Anyone who still doubts the pulling power of electric vehicles should check out this new teaser of Ford’s electric F-150 prototype.
The American auto giant, which in January partnered with VW to develop electric and autonomous vehicles, and has also injected $US500 million ($A716 million) into electric ute and SUV startup Rivian, has made it clear it is not missing the EV transition band wagon.
At a conference in Detroit in January, Ford CEO Jim Hackett confirmed that the automaker would be making both electric and plug-in hybrid versions of its iconic F-Series, including the hefty, no nonsense American favourite, the F-150 pickup (known as a ute in Australia).

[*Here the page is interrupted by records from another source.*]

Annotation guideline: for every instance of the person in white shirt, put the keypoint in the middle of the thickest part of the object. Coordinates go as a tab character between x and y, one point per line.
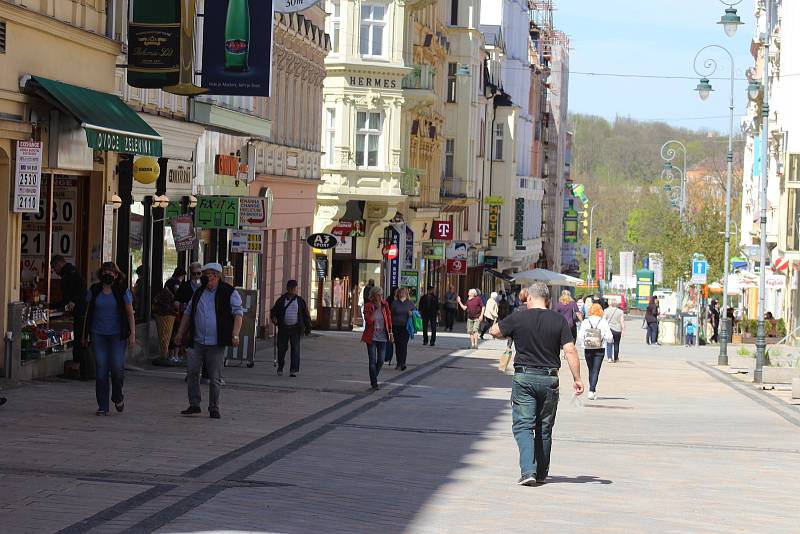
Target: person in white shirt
592	336
616	321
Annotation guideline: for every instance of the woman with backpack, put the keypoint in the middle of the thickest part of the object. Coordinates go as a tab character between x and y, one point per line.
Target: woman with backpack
111	329
377	332
593	336
401	308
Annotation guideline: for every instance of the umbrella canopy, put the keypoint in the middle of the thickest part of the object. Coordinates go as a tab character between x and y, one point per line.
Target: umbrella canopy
543	275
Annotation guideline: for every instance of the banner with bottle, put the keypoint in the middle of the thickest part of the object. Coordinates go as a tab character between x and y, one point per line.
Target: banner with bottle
237	47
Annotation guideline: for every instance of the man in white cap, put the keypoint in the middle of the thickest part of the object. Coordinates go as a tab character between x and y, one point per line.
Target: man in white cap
213	319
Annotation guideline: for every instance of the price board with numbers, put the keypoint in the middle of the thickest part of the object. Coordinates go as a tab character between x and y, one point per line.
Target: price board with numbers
217	212
247	241
28	177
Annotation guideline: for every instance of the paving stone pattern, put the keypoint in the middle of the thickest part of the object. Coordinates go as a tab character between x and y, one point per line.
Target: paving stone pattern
671	445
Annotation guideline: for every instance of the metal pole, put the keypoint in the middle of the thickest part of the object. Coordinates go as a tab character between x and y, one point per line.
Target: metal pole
761	341
591	247
725	327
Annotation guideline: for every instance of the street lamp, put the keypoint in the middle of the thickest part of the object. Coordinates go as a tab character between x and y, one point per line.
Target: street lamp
668	154
591	246
709	67
753	90
730	21
761	340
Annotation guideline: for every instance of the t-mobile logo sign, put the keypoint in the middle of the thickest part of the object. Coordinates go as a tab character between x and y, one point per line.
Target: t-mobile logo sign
442	230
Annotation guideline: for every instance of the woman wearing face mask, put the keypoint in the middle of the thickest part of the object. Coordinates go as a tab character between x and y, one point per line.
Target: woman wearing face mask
110	326
377	332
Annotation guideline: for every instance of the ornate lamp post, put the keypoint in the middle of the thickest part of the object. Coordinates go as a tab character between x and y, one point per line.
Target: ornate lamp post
704	89
761	339
668	154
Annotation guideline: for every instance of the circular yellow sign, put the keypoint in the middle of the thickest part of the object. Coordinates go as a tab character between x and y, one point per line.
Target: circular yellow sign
146	170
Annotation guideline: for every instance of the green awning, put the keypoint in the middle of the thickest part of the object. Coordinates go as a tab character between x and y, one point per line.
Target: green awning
109	123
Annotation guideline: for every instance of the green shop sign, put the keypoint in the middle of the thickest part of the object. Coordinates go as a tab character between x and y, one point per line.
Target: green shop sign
123	142
217	212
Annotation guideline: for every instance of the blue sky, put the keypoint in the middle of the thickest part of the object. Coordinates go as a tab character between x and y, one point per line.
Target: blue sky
653	37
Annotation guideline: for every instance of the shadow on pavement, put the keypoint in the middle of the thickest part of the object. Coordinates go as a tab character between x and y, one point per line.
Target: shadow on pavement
582	479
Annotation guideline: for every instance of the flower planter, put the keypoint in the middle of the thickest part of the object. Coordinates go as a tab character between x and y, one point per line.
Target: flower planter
780	375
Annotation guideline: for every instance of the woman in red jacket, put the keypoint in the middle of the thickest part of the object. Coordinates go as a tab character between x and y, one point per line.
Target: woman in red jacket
377	332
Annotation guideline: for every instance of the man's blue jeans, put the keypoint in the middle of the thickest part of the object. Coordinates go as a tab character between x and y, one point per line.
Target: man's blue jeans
376	352
534	401
109	358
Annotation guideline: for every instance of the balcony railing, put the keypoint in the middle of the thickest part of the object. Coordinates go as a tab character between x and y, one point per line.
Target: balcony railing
422	77
454	187
409	182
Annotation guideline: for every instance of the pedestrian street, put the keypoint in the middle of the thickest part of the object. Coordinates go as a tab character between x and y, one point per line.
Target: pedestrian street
670	445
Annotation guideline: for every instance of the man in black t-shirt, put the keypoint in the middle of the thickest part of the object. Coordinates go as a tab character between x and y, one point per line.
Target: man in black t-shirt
539	335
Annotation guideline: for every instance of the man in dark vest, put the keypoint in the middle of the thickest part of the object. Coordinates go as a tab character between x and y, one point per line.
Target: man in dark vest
73	300
213	319
290	315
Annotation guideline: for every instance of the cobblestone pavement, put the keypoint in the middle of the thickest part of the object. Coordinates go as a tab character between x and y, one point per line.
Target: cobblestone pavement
671	445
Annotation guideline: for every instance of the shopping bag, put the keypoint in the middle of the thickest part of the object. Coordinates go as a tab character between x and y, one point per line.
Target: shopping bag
505	359
417	319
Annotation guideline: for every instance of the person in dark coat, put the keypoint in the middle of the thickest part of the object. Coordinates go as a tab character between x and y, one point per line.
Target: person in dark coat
429	309
73	300
290	315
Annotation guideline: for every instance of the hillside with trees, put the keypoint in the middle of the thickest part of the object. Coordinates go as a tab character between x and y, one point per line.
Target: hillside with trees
620	164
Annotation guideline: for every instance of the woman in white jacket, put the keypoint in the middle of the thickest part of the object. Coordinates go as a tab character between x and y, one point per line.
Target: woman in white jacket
593	336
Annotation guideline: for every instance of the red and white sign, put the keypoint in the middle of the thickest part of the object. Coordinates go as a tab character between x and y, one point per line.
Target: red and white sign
442	230
781	264
600	265
255	211
456	266
390	252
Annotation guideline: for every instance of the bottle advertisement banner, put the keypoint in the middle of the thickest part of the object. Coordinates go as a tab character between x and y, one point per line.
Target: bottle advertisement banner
237	47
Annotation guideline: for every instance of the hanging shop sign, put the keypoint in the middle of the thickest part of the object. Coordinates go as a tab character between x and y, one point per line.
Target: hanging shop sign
408	253
433	251
255	211
442	230
183	232
457	266
247	241
321	266
494	223
217	212
322	241
179	178
293	6
146	169
154	43
570	226
519	223
237	47
457	251
410	280
392	253
136	231
348	228
28	177
775	281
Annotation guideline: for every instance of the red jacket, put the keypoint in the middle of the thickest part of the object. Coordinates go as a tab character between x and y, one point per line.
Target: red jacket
369	328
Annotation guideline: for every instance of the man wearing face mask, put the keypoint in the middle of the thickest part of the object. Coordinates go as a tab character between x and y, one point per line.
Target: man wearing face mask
213	320
183	296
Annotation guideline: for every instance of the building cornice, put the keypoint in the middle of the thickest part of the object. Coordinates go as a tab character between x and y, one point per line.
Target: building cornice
59	29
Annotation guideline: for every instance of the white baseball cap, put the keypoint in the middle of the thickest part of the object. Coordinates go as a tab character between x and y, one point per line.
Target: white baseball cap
214	266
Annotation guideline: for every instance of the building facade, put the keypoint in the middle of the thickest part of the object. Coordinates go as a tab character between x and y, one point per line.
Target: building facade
783	163
63	99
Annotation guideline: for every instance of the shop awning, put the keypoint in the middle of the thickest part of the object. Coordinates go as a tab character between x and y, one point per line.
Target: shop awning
498	274
109	123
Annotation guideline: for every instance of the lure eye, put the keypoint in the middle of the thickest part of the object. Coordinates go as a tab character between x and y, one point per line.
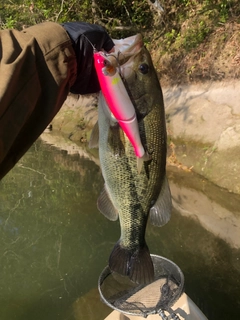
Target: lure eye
143	68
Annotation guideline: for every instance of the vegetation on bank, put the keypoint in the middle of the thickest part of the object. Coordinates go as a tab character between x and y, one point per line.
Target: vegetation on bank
190	40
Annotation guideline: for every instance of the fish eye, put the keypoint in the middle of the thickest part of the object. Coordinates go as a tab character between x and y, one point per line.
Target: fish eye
143	68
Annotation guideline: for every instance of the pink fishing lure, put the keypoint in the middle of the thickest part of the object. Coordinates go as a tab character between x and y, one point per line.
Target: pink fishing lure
119	103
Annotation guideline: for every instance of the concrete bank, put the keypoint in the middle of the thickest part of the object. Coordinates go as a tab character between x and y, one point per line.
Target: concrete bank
203	123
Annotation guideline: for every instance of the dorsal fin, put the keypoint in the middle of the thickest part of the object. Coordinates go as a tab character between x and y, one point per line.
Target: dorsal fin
106	207
160	213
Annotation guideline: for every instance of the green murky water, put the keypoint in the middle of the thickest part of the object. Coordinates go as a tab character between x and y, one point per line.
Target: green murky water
55	243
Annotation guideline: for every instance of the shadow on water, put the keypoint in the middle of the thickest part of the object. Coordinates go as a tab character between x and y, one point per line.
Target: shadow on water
55	243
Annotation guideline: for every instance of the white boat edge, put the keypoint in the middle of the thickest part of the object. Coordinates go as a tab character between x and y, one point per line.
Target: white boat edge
184	307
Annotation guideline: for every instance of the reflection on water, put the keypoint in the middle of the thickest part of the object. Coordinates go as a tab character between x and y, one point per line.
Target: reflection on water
55	243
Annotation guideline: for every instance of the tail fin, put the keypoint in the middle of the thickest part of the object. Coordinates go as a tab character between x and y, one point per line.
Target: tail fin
136	265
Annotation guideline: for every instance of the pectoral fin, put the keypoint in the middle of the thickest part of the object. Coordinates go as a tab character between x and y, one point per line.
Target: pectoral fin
94	138
106	207
160	213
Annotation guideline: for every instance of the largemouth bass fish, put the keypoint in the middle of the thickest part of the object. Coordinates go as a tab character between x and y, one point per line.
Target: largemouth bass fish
128	194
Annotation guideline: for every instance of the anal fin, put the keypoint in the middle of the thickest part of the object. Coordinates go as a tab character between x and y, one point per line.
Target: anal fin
106	207
137	265
160	213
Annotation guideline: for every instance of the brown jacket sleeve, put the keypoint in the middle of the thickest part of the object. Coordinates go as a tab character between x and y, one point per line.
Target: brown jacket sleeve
37	69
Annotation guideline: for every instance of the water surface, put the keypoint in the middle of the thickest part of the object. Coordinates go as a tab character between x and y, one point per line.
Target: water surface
55	243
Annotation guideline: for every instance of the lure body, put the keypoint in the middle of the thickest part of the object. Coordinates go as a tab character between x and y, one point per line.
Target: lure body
119	102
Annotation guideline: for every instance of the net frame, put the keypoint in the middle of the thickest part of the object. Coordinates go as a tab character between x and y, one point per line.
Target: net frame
136	300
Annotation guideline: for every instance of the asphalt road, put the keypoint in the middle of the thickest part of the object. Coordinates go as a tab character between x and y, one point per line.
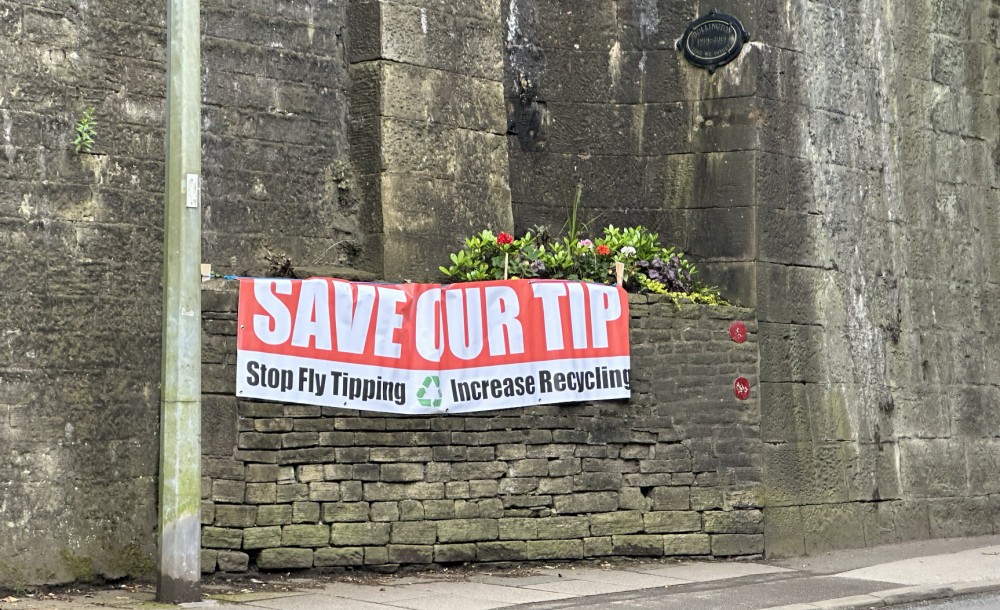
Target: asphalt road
988	601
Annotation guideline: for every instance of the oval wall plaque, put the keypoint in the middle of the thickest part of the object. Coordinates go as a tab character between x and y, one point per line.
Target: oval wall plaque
713	40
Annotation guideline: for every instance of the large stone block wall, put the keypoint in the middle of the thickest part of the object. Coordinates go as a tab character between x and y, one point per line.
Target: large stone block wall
675	471
597	95
841	177
427	129
876	279
81	243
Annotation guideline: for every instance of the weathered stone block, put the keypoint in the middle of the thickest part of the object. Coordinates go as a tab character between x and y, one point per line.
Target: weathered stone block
262	473
632	545
401	473
285	559
227	492
553	528
209	559
305	535
274	514
345	511
622	522
261	537
359	534
376	555
726	545
467	530
829	527
454	553
309	473
227	515
687	544
554	549
439	509
598	547
233	561
413	532
506	550
594	502
664	522
338	556
734	522
261	493
291	492
672	498
518	528
221	538
384	511
305	512
408	553
324	491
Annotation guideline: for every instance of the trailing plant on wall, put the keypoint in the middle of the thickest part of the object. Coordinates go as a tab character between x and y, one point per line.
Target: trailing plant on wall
646	265
85	132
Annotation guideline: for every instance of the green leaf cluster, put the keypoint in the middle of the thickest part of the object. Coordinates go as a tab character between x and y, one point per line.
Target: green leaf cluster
648	266
85	132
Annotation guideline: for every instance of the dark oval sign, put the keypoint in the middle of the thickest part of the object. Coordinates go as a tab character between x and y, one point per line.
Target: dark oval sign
713	40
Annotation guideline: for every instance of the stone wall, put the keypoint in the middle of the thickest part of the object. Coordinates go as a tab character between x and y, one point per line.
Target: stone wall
841	177
877	277
81	243
427	129
597	95
675	471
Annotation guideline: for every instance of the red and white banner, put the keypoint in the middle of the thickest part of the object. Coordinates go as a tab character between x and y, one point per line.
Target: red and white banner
428	348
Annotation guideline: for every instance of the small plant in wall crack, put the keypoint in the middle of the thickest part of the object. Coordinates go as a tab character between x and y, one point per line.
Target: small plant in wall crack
85	132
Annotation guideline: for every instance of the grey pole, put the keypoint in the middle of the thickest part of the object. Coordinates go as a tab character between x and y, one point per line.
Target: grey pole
179	575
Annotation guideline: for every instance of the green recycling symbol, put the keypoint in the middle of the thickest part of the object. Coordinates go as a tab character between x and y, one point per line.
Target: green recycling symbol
429	394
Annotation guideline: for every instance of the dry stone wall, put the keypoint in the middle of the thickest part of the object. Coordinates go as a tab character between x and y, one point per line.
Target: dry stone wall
675	471
81	239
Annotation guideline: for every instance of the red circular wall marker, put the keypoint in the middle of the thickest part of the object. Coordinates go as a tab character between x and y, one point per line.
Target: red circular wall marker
742	388
738	331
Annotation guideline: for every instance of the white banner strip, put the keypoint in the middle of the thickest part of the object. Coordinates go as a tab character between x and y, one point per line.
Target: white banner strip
284	378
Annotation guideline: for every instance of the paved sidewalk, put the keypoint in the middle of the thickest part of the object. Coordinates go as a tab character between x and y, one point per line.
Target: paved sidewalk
867	578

The new video published Wednesday morning (Australian time) is further confirmation that the carmaker is not taking the switch to electric vehicles lightly.
The video, which first shows a prototype of the electric F-150 pulling 10 double decker freight carriages over 300 metres, displays for all to see the incredible torque that electric vehicles can offer.
But that’s not all. Then, Ford fills the carriages with 42 F-150s bringing the total towing weight of over 1 million pounds (over 450 tonnes). And the electric F-150 does not flinch.
While Ford is careful to impress that the prototype’s pulling power far exceeds that which they expect will be the official towing power of the production version of the electric F-150 (or any pickup truck they produce for that matter), it is certainly a display that should finally put to rest the ludicrous suggestion that electric cars might “ruin the weekend”.
There’s no specifications given in the video for the electric F-150, nor a detailed timeline for when the production electric F-150 will be available (Linda Zhang, Ford’s F-150 chief engineer mentions “in the coming years”).
There are plans to bring a hybrid electric F-150 to market as a “mobile generator” (although this sounds more like a fossil fuel generator on wheels).
Nevertheless, it is encouraging to see automakers, especially those who appeal to the heavy duty, high polluting end of the auto market, actively demonstrating the potential that EVs have to offer.